A rainbow table is "just" a compact representation of a table of precomputed hash values. During the construction of the rainbow table, many possible inputs are tried and hashed. Each input which has been encountered during table construction will be successfully attacked with that table, and none other. The hash evaluation concentrates most of the table building cost.
So, basically, the cost of building a rainbow table which can invert N passwords is roughly equivalent to the cost of trying those N passwords through the hash function -- the point of the rainbow table being that you build it once and then can use it to break several passwords. (To be precise, due to chain collisions during table construction, the cost is in fact closer to 1.7*N, but let's ignore that for the moment.)
I have once made some experiences with SHA-1. A simple password hash with SHA-1 has the cost of processing a single "block" (SHA-1, like MD5, processes data by 64-byte blocks), which needs about 900 32-bit logical-or-arithmetic operations. An optimized implementation on an Intel Core2 x86 processor can do that in about 500 clock cycles. However, password attacks (whether directly or for rainbow table construction, it does not matter) are a highly parallel job, so one could use the SSE2 instructions which offer 128-bit registers, and where a single opcode can perform four 32-bit operations simultaneously. SSE2 has less kinds of operations available (in particular, it does not offer rotations, only shifts), so the operation count rises to about 1200; but, under some conditions, the SSE2 unit will execute several opcodes simultaneously. So we end up with 800 clock cycles, for four SHA-1 instances in parallel. Bottom-line: my PC is an Intel Core2 Q6600, with four cores running at 2.4 GHz. Each core can run my SSE2 implementation, resulting in roughly 48 millions hashed passwords per second.
I also have a not-too-small Nvidia graphics card, and the GPU can run arbitrary code through CUDA. This is a 9800 GTX+, with 128 cores running at 1.84 GHz.
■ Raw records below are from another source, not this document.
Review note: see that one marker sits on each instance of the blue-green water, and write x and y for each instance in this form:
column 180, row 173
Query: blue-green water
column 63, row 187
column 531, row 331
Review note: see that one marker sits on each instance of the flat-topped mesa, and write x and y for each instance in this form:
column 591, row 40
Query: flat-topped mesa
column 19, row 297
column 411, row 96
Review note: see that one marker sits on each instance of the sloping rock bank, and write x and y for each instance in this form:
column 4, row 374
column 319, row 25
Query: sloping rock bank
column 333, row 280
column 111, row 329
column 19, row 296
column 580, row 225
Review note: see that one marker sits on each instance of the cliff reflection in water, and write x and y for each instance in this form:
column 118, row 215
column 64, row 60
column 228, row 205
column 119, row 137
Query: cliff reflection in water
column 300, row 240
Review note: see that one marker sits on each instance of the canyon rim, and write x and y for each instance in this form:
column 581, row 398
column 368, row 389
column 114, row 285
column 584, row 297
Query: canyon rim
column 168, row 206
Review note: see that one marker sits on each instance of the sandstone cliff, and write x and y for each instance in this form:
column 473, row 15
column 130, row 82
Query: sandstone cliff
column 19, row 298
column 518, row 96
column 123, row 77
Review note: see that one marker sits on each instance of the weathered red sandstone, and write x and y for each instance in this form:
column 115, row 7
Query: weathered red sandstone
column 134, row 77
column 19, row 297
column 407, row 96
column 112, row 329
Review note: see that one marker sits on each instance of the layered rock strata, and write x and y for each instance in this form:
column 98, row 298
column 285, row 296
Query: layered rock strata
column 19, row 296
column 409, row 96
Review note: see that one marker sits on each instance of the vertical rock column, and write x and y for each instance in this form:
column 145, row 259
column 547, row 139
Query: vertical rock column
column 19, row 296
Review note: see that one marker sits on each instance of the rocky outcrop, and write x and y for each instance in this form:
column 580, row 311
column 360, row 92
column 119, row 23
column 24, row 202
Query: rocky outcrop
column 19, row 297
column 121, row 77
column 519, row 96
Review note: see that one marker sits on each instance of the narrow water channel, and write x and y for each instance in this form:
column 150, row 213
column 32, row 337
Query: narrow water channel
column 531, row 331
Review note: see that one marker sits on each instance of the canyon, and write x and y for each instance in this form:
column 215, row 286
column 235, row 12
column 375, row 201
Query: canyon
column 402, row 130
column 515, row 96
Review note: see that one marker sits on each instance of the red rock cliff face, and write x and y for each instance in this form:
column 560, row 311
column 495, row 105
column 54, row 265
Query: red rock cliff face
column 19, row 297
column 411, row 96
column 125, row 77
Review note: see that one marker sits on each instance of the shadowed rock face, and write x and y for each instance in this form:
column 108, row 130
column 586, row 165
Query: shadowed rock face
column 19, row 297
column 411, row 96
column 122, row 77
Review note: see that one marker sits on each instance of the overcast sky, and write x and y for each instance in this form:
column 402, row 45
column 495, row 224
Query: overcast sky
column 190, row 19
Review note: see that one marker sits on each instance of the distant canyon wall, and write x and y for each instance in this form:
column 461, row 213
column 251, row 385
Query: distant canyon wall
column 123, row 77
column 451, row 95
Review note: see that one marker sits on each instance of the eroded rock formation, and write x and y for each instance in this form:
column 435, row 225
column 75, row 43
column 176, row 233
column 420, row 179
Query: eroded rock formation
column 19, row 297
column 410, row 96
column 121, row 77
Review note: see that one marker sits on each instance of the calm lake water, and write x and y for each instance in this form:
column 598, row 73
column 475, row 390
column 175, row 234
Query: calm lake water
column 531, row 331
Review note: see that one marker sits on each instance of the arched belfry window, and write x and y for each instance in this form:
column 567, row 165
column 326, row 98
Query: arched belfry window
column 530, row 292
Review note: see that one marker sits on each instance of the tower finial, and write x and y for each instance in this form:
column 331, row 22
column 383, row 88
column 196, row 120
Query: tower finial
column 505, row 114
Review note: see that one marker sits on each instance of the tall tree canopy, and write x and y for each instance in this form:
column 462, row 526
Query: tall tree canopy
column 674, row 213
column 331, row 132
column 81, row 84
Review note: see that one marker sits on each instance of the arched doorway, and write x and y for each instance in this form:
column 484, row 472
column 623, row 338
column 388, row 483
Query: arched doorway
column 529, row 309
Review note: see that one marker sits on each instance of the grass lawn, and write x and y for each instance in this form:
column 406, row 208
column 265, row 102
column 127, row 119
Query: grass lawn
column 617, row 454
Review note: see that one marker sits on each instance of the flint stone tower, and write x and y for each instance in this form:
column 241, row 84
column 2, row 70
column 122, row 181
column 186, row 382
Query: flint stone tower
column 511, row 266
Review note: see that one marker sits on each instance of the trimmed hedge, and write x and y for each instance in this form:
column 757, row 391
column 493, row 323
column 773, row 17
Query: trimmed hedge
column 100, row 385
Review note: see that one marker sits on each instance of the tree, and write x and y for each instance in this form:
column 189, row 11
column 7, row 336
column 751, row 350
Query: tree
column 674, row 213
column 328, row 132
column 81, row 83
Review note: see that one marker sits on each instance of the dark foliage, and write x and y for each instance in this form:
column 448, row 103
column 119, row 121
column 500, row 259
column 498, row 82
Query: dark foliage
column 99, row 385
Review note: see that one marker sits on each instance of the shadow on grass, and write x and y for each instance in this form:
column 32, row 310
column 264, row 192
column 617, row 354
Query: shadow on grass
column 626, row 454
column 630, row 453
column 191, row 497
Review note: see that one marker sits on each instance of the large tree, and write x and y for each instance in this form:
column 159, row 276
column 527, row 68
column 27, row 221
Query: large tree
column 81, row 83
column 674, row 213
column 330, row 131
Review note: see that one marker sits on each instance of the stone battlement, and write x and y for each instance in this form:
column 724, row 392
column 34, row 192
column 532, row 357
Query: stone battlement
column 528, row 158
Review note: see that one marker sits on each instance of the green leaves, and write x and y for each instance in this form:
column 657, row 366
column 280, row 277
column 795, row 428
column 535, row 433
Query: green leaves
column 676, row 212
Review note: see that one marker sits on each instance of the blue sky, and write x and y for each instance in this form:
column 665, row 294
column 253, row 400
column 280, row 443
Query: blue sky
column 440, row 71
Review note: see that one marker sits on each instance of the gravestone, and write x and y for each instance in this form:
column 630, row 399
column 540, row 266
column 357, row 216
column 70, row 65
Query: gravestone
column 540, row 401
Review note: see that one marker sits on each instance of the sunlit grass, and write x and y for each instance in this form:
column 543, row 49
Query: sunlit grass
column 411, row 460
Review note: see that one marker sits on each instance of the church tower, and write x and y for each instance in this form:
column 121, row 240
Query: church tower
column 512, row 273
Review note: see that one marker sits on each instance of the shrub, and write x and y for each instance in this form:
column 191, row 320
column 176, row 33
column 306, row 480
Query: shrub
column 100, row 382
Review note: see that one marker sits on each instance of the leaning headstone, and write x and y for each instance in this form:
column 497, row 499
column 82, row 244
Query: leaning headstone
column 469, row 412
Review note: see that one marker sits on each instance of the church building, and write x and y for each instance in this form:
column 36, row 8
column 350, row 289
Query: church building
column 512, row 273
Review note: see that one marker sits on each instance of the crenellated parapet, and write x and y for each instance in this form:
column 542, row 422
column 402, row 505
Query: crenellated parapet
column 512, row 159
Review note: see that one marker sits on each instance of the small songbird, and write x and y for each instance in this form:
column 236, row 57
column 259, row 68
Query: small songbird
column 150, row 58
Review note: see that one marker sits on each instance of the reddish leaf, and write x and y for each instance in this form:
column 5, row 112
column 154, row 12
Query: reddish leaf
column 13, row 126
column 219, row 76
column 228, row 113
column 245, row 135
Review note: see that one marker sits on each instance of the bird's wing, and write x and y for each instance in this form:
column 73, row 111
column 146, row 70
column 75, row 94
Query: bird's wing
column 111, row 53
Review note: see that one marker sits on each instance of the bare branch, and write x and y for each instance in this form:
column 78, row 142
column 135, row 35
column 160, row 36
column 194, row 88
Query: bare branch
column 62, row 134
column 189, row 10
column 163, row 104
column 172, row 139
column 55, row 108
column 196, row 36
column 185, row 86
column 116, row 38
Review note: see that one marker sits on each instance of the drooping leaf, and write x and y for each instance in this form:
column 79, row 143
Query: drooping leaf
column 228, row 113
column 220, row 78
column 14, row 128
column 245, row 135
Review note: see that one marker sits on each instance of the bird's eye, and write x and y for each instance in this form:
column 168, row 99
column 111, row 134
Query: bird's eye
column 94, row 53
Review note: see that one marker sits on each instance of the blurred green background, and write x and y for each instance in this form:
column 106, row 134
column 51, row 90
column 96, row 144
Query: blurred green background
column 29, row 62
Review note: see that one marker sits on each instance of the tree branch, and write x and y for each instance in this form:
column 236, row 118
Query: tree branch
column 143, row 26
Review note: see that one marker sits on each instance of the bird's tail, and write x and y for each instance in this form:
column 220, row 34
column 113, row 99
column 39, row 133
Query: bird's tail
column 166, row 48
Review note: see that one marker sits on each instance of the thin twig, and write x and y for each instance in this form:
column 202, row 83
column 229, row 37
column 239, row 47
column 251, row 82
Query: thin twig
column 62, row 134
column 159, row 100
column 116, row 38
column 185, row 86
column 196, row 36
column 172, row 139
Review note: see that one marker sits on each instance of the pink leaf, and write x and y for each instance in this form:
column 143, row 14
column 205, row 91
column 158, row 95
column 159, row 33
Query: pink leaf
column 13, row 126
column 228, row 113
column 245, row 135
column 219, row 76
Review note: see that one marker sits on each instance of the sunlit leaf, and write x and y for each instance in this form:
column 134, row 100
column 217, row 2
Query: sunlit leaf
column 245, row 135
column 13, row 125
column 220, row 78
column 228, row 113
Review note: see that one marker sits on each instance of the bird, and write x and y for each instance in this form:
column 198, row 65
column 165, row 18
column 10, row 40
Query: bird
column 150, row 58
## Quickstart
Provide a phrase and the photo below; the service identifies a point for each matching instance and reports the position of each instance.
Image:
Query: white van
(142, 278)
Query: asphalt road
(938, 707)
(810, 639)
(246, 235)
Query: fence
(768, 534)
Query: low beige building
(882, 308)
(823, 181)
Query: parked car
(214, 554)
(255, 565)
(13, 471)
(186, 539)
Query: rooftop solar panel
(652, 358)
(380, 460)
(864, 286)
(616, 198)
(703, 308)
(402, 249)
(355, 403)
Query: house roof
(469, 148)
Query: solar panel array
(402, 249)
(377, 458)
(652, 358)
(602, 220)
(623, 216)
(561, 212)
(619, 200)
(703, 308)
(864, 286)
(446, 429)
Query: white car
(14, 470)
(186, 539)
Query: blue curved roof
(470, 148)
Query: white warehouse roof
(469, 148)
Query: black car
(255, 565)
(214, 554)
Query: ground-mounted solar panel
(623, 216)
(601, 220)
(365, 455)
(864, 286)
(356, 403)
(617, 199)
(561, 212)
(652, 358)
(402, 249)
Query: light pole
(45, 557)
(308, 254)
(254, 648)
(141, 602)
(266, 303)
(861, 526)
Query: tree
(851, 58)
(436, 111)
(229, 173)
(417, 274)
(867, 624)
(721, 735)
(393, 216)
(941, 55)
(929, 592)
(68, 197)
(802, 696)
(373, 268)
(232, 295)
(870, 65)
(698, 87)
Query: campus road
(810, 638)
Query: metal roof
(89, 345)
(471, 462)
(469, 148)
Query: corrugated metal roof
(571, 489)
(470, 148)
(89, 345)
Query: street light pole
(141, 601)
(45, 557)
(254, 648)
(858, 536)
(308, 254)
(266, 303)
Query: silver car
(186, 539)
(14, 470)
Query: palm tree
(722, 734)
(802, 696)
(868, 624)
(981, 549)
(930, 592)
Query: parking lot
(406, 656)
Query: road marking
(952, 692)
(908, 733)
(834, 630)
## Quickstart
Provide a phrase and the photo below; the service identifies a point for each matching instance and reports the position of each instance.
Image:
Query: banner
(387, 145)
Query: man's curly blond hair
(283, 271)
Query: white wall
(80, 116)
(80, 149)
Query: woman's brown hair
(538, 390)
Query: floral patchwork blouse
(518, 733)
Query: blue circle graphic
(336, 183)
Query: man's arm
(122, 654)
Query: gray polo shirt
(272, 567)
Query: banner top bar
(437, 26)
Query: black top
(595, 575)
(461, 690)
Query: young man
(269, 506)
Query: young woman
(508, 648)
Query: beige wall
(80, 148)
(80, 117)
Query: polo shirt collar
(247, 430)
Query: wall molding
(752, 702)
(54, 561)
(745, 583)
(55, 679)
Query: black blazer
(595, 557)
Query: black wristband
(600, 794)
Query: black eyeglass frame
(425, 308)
Each core may execute one 32-bit operation per cycle (there is a high latency, but, thanks to the high parallelization, this one-instruction-per-cycle throughput can be maintained). The cores do not know about rotations, so each code will use 1200 clock cycles per hashed password. The total performance is 160 millions hashed passwords per second.
My PC and graphics card are from early 2009 and are not top-of-line. One can find nowadays, for a few hundred dollars, a GPU which will hash passwords about three times faster than my 9800 GTX+. So let's assume that an attacker with a common PC (which costs less than 1000$) can hash half a billion passwords per second.
At that speed, all passwords with 8 alphanumeric characters (uppercase and lowercase letters, and digits) are gone through in about 5 days. With a 1000$ PC. If you use MD5, things are about 30% faster (MD5 uses a bit less operations than SHA-1). Good password hashing schemes do not use a simple hash invocation, though: they use iterated hashing with, say, 2000 nested hash invocations: this multiplies cost for the attacker by the same 2000 factor (so it turns the "5 days" into about 28 years, literally "ages" as you put it).